| pooledROC.emp {ROCnReg} | R Documentation |
Empirical estimation of the pooled ROC curve.
Description
This function estimates the pooled ROC curve using the empirical estimator proposed by Hsieh and Turnbull (1996).
Usage
pooledROC.emp(marker, group, tag.h, data,
p = seq(0, 1, l = 101), B = 1000, ci.level = 0.95,
method = c("ncoutcome", "coutcome"), pauc = pauccontrol(),
parallel = c("no", "multicore", "snow"), ncpus = 1, cl = NULL)
Arguments
marker |
A character string with the name of the diagnostic test variable. |
group |
A character string with the name of the variable that distinguishes healthy from diseased individuals. |
tag.h |
The value codifying healthy individuals in the variable |
data |
Data frame representing the data and containing all needed variables. |
p |
Set of false positive fractions (FPF) at which to estimate the pooled ROC curve. |
B |
An integer value specifying the number of bootstrap resamples for the construction of the confidence intervals. The default is 1000. |
ci.level |
An integer value (between 0 and 1) specifying the confidence level. The default is 0.95. |
method |
A character string specifying if bootstrap resampling (for the confidence intervals) should be done with or without regard to the disease status (“coutcome” or “noutcome”). In both cases, a naive bootstrap is used. By default, the resampling is done conditionally on the disease status. |
pauc |
A list of control values to replace the default values returned by the function |
parallel |
A characters string with the type of parallel operation: either "no" (default), "multicore" (not available on Windows) or "snow". |
ncpus |
An integer with the number of processes to be used in parallel operation.
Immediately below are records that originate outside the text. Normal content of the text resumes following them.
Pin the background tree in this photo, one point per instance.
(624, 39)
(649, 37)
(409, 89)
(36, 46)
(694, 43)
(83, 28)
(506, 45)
Defaults to 1. |
cl |
An object inheriting from class |
Details
Estimates the pooled ROC curve (ROC) defined as
ROC(p) = 1 - F_{D}\{F_{\bar{D}}^{-1}(1-p)\},
where
F_{D}(y) = Pr(Y_{D} \leq y),
F_{\bar{D}}(y) = Pr(Y_{\bar{D}} \leq y).
The method implemented in this function estimates F_{D}(\cdot) and F_{\bar{D}}(\cdot) by means of the empirical dsitributions. More precisely, and letting \{y_{\bar{D}i}\}_{i=1}^{n_{\bar{D}}} and \{y_{Dj}\}_{j=1}^{n_{D}} be two independent random samples from the nondiseased and diseased populations, respectively, the distribution functions in each group take the form
\widehat{F}_{D}(y)=\frac{1}{n_D}\sum_{j=1}^{n_D}I(y_{Dj}\leq y),
\widehat{F}_{\bar{D}}(y)=\frac{1}{n_{\bar{D}}}\sum_{i=1}^{n_{\bar{D}}}I(y_{\bar{D}i}\leq y).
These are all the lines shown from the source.